Pakistan Press International (22 March 2008)


ISLAMABAD, March 22 (PPI): The former Federal Minister for Human Rights Ansar Burney on Friday thanked the Chief Justice of Pakistan, Justice Abdul Hameed Dogar, for accepting his appeal to the Supreme Court and ordering for the formation of at least one bench for hearing of cases involving death sentences.

Ansar Burney said that after his meeting with the Chief Justice recently, he was sure that the Supreme Court would form such a bench and he thanked the Chief Justice for taking this action in the greater interest of human dignity and human rights.

According to the Ministry of Human Rights, there are several thousand condemned prisoners languishing in death cells across the country. Many have had their appeals pending in courts for 10 to 30 years; some have become mentally disabled due to long years of confinement in death cells like in hell; while many others had become physically disabled and had their arms or legs amputated because of the conditions of their confinement.

Some condemned prisoners had even crossed the age of 100. In most death cells in Pakistan, there was a capacity for 3 prisoners, however in reality, there were between 6 to 12 prisoners in each cell. There was no drainage and the prisoners would eat in the same place where they excrete. The prisoners were kept in their cells for the majority of a day, only allowed out for 30 minutes out of 24 hours in the more strict prisons.

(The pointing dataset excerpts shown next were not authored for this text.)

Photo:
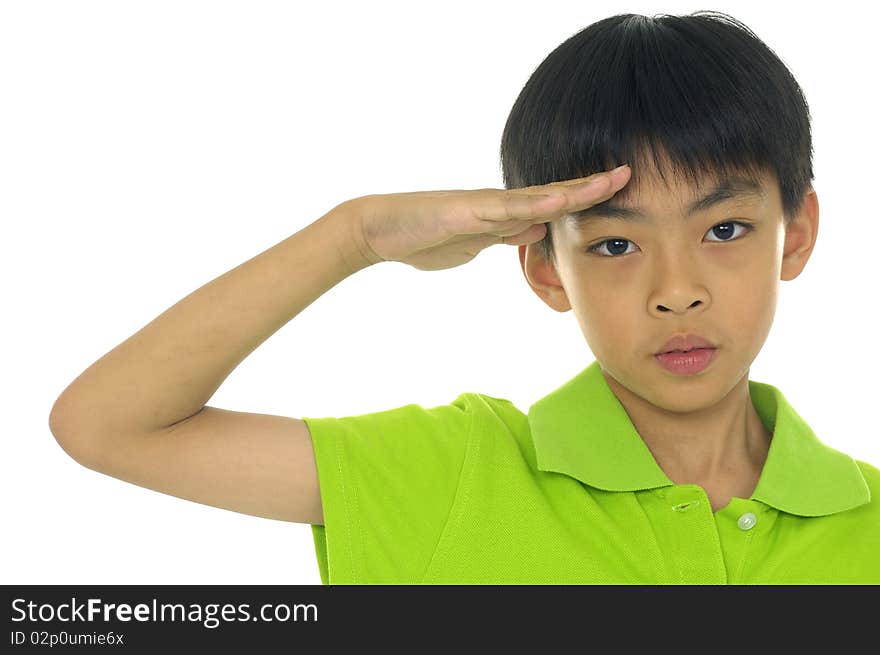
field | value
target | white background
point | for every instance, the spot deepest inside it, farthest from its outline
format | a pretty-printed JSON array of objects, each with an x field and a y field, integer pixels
[{"x": 148, "y": 147}]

Ansar Burney said that due to the large number of prisoners per cell, many prisoners had no place to sleep or stretch. For that reason, a large number of such prisoners had developed physical disabilities. Many have had their arms or legs amputated because of these disabilities or diseases developed due to their confinement in these death cells. Because of the condition of such prisoners and the large number of years many of them had already spent in death cells while their appeals were pending before courts or the President, the former Federal Minister for Human Rights Ansar Burney had appealed to the Chief Justice of Pakistan to take action on this issue.

Mr. Burney argued that if someone has already spent over a life sentence in a death cell, which was far worse than normal prison; or that person has become mentally or physically disabled due to the conditions in which we placed him; how then can we hang such a person after already inflicting such great punishment on him.

He said that it would be against the law of the country, it would be immoral and most importantly it would be un-Islamic to hang such prisoners. The Ministry of Human Rights had also sent appeals to the President of Pakistan Pervez Musharraf to halt all hangings in the country till the Ministry could complete an investigation and present its findings and recommendations to the President. In this regard,

Ansar Burney said that he hoped the President would soon accept the appeal in the greater interest of human rights and justice. Ansar Burney also demanded with the President Pervez Musharraf and coming new government and its Prime Minister to convert death sentences into life imprisonment of such prisoners who have already completed equal to their life sentences in death cells. He demanded that all such condemned prisoners sentences that are in death cells for more than ten years should be converted into life imprisonment.